#freshfromthelab: Prof Ferguson on the development of theory of mind in adolescents and young adults.
This week's CBCD seminar by Prof Heather Ferguson gave us a long-term perspective on arguably the most useful thing parents can learn about psychology: theory of mind.
Theory of mind is the ability to put yourself in somebody else's mental shoes. It refers to when you realise that other people have an internal life just like yours, with thoughts, expectations and points of view that are possibly different from yours, but governed by similar laws. Look at the guys in the picture below (sourced from this website). Each of them would agree with their friends if they took the other's perspective.

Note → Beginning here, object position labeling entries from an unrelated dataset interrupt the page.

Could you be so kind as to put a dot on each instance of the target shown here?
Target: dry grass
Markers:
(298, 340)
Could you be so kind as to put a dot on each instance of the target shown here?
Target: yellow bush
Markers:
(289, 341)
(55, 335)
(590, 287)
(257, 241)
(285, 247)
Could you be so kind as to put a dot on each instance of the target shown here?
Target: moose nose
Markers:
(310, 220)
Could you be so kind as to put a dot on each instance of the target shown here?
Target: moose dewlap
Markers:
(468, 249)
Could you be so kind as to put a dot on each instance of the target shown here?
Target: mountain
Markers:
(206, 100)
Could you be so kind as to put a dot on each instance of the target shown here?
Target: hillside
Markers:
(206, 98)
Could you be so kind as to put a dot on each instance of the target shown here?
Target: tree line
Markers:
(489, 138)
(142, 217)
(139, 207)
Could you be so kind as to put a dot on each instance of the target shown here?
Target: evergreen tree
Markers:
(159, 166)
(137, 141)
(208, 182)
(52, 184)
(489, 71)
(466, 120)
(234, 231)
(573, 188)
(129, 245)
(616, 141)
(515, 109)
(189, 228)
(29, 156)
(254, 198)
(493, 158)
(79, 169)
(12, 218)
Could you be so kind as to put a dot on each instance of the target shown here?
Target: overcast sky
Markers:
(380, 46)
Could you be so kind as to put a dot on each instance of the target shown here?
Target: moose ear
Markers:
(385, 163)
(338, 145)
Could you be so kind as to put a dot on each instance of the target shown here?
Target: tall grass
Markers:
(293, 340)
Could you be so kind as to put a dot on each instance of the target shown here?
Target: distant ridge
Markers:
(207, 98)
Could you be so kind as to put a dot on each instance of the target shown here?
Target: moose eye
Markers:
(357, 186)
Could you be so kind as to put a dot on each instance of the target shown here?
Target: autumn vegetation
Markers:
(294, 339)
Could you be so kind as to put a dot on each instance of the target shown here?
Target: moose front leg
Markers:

Perspective-taking is one of the elements of theory of mind but not the only one. Theory of mind also includes, for instance, YOUR ability to predict what I will think based upon the knowledge that I possess (and NOT that YOU posses).
NOT my hubby by the way.
For instance, imagine that I put my slippers in the shoe shelf by the door. I go out to meet my girlfriends. While I am outside, Francesco (5 years old) wants to play me a trick and he puts them under his own bed. When I come back into the house, will my husband expect me to look for the slippers in the shoe shelf or under Francesco's bed? He will probably expect me to look for them on the shoe shelf, right? Because he knows that I do not have access to the information that Francesco has hidden them elsewhere. So he might wink at me when I come in, gesturing towards Francesco, so that I can play the game of looking for the slippers without being actually worried about not finding them (parents are such cheats!)
We'll talk about parents in a second, but first let us think about Leo, Francesco's brother who is almost 4 years old. Where will he expect me to look for my slippers? It might come as a surprise to you, but he is quite likely to expect me to look for the slipper under Francesco's bed. He knows the slippers are there. And he does not know that I do not know. So from Leo point of view, it makes sense that I look for the slippers under the bed.
Thanks to a few decades if theory of mind research, I can be confident that Leo's expectations, although surprising to me, are spot-on for his age. Figuring out that I cannot have learned about Francesco's activities while I was chatting with my girlfriends in the coffee shops is actually quite a challenge for a small brain. It's a challenge for children under 4 to do this, but they are not completely oblivious either. From as early as 14 months, babies show some signs of knowing that funny stuff happens to people's behaviour when they have missed out on something. When they’re young, they don’t quite know yet how to interpret it or use it to direct their own behaviour. They still need quite a bit of practice (learn more about it for instance here).
To learn about the many implications theory of mind has for parenting, you can always attend our Workshop or Webinar (do get in touch if you would like to receive info about upcoming events). Here, however, we will ask just one question: how can a baby manipulate you, if she does not even know that you have your own thoughts, beliefs and expectations?
Prof Ferguson's research has shown that adolescents and young adults can take on someone else's perspective and act upon it. However, as soon as they are put under cognitive pressure, they suddenly become a lot less good at it. What I found most striking, is that she used the N400 ERP component (remember, we spoke about ERPs a couple of weeks ago when discussing Anna Gui's research? Those blips in the electrical activity of our brains that are related to specific events) to show that even adults take in the world first from their own point of view and only after that, they can switch perspectives, if they are required to (and if they are not too tired, too overwhelmed, too sleep-deprived, too lazy or too busy to do so!) Have a look at this and all of Prof Ferguson's papers if you want to have a really good perspective of what Theory of Mind is all about and how it develops throughout life.
Most importantly, next time your child does not get you or throws a tantrum in the supermarket, remind yourself that there is no way she can see things from your perspective yet. And yes, by all means, deal with her behaviour in a firm and gentle way, but do not take it personally. She will figure you out in due time (and then you might come to miss these times of blessed ignorance!).
Equally, when you find yourself expecting a grown-up behaviour from your little one... notice it, stop doing it (if you can), but don't beat yourself up. Prof Ferguson's research shows us that it is indeed hard to take someone else's perspective. Good thing that our brain keeps improving at that all the way into our 40's... and that motherhood might bring some superpowers in that domain too!